Faculty of Computing, Federal University of Uberlândia, Uberlândia, MG, 38400-902, Brazil.
Shenzhen Key Laboratory of Computational Intelligence, University Key Laboratory of Evolving Intelligent Systems of Guangdong Province, Department of Computer Science and Engineering, Southern University of Science and Technology, Shenzhen, 518055, China.
Neural Netw. 2019 Feb;110:243-255. doi: 10.1016/j.neunet.2018.12.003. Epub 2018 Dec 14.
Complex networks provide a powerful tool for data representation due to its ability to describe the interplay between topological, functional, and dynamical properties of the input data. A fundamental process in network-based (graph-based) data analysis techniques is the network construction from original data usually in vector form. Here, a natural question is: How to construct an "optimal" network regarding a given processing goal? This paper investigates structural optimization in the context of network-based data classification tasks. To be specific, we propose a particle swarm optimization framework which is responsible for building a network from vector-based data set while optimizing a quality function driven by the classification accuracy. The classification process considers both topological and physical features of the training and test data and employing PageRank measure for classification according to the importance concept of a test instance to each class. Results on artificial and real-world problems reveal that data network generated using structural optimization provides better results in general than those generated by classical network formation methods. Moreover, this investigation suggests that other kinds of network-based machine learning and data mining tasks, such as dimensionality reduction and data clustering, can benefit from the proposed structural optimization method.

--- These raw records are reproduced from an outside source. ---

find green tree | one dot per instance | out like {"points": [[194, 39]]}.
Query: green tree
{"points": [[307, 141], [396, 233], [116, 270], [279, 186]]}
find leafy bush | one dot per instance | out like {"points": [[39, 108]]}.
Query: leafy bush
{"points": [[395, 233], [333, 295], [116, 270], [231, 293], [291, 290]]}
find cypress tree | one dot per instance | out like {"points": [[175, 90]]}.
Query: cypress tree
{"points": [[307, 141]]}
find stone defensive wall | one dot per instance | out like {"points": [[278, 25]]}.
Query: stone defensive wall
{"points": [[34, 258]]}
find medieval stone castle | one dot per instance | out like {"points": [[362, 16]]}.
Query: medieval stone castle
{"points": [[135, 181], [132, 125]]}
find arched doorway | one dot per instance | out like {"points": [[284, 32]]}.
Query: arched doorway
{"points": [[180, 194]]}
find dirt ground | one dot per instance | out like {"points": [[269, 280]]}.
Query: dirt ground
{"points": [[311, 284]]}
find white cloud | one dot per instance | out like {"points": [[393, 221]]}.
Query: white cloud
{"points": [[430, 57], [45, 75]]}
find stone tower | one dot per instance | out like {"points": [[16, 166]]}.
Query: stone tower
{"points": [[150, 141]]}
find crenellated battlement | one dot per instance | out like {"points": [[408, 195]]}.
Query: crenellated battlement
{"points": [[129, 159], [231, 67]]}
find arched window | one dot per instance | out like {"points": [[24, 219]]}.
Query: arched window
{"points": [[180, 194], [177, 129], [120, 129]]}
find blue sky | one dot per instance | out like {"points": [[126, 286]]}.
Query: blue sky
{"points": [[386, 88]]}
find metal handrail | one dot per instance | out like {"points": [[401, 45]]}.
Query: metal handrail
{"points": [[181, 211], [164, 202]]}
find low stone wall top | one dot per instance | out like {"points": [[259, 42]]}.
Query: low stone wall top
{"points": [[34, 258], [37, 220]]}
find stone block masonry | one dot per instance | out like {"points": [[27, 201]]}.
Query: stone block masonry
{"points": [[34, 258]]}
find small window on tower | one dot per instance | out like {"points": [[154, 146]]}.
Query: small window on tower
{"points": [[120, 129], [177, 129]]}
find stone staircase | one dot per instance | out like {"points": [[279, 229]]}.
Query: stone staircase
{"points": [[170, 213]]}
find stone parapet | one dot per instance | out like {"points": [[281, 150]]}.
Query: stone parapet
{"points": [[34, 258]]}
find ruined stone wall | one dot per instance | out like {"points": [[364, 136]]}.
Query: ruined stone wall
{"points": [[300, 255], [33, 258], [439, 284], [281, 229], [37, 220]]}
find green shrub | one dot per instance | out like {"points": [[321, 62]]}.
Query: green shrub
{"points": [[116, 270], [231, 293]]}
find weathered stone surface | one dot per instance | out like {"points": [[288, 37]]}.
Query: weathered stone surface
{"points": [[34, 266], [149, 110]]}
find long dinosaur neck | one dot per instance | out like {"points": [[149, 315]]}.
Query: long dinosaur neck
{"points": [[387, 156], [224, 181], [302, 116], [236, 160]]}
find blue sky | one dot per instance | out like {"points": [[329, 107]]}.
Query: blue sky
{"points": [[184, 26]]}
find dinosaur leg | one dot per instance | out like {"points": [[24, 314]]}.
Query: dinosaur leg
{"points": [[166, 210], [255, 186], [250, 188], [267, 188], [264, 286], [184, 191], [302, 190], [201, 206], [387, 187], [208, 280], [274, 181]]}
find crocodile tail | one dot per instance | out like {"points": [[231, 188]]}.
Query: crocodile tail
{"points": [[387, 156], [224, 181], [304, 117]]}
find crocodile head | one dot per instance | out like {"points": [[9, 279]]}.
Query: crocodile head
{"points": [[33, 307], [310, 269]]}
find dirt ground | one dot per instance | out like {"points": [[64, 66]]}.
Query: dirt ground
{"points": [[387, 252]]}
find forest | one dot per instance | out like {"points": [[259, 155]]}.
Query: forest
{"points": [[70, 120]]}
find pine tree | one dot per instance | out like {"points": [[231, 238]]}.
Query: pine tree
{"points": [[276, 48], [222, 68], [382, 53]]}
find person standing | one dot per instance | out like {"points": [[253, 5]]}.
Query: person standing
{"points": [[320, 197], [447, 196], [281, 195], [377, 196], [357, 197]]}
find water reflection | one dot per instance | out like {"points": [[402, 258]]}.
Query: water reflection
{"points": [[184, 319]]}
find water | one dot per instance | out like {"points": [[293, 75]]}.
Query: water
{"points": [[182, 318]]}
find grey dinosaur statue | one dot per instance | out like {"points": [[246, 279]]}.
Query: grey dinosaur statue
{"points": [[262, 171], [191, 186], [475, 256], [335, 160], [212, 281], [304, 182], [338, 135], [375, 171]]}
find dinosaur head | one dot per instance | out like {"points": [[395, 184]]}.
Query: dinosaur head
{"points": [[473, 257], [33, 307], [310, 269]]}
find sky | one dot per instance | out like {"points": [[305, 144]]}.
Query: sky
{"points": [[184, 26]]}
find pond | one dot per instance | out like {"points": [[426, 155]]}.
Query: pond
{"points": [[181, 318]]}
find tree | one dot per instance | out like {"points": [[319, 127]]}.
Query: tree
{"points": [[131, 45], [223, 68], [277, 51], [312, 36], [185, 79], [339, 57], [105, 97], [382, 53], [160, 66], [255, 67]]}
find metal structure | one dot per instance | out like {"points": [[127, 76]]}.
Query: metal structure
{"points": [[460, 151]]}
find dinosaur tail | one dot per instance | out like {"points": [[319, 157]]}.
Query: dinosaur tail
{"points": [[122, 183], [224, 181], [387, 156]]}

复杂网络因其能够描述输入数据的拓扑、功能和动态特性之间的相互作用,为数据表示提供了一种强大的工具。基于网络(基于图)数据分析技术的基本过程是从原始数据(通常为向量形式)构建网络。在这里,一个基本问题是:如何针对给定的处理目标构建“最佳”网络?本文研究了网络数据分类任务背景下的结构优化问题。具体来说,我们提出了一种粒子群优化框架,负责从基于向量的数据集构建网络,同时优化由分类准确性驱动的质量函数。分类过程考虑了训练数据和测试数据的拓扑和物理特征,并根据测试实例对每个类的重要性概念,采用 PageRank 度量进行分类。在人工和真实世界问题上的结果表明,使用结构优化生成的数据网络通常比使用经典网络形成方法生成的网络具有更好的结果。此外,这项研究表明,其他类型的基于网络的机器学习和数据挖掘任务,如降维和数据聚类,都可以从所提出的结构优化方法中受益。